BACKGROUND
Several components of ICU4C/J are data driven. They take patterns
(short strings, less than a line of text) or rules (typically one or
more lines of text) that parameterize them. Examples are
SimpleDateFormat, DecimalFormat, RuleBasedCollator,
RuleBasedTransliterator, RuleBasedBreakIterator, and other classes.
In these rules, a class of characters ('specials') must be escaped or
quoted if they are to be used as literals. Quoting mechanisms include
single quotes and backslash escapes (including \uXXXX).
Rule-based components typically return their rule string via methods
such as toPattern(), getRules(), etc. The returned string should be
directly usable to create new objects equivalent to the originals.

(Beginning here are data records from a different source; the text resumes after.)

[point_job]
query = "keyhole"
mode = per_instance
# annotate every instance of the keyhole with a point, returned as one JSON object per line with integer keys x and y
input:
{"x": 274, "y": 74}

For this to work, special characters must be escaped in the returned
rule string.
RFE
Add a quoting function that escapes and/or quotes special characters.
This function should take a string, a set of characters that need
quoting, and return the quoted string.
C
/**
- Quote specials in-place. Return actual length (may be > capacity).
- @param specials set of characters that need quoting
*/
int32_t u_quoteSpecials(UChar* string, int32_t length, int32_t capacity,
UUnicodeSet* specials);
This might be a little cleaner:
/**
- Quote specials. Return result length (may be > capacity).
*/
int32_t u_quoteSpecials(const UChar* string, int32_t length,
UChar* result, int32_t resultCapacity,
UUnicodeSet* specials);
Java
/**
UnicodeString quoteSpecials(UnicodeString string,
UnicodeSet specials);